The second outline was for the genus chapters. It listed information that needed to be covered in a systematic way: A catchy opening paragraph, when the genus was discovered, where they grew, the climate, what the plants did to catch and eat insects and animals, and so on. It made each chapter easy to write by just referring to the outline as to what had to be discussed next. It was like following a formula or recipe.
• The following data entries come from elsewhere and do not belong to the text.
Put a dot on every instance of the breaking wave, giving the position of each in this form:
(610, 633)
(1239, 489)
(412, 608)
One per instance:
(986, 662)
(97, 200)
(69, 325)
To make a long story shorter, it took longer for me to finish the book than the contract called for. They had wanted the manuscript by the end of 1996 for publication the following summer. That was only a few months! It took me until the end of summer of 1997 to finish the book for publication in 1998. Ten Speed didn't mind. On top of the writing, I took only one photograph that appeared in the book. I had tremendous help from many friends and a photographer Ten Speed hired and paid for, Jonathan Chester.
Usually for a first printing of a book by an unknown writer, Ten Speed would release 7,500 copies. When Phil Wood saw the first galleys of the book, he doubled the first printing to 15,000 copies. In 1998 the book won the American Horticultural Society's book award, and the Garden Writer's Association of America's Quill and Trowel Award. It went through about a dozen more printings.....before the Revised version was released in 2013. But that, as they say, is another story.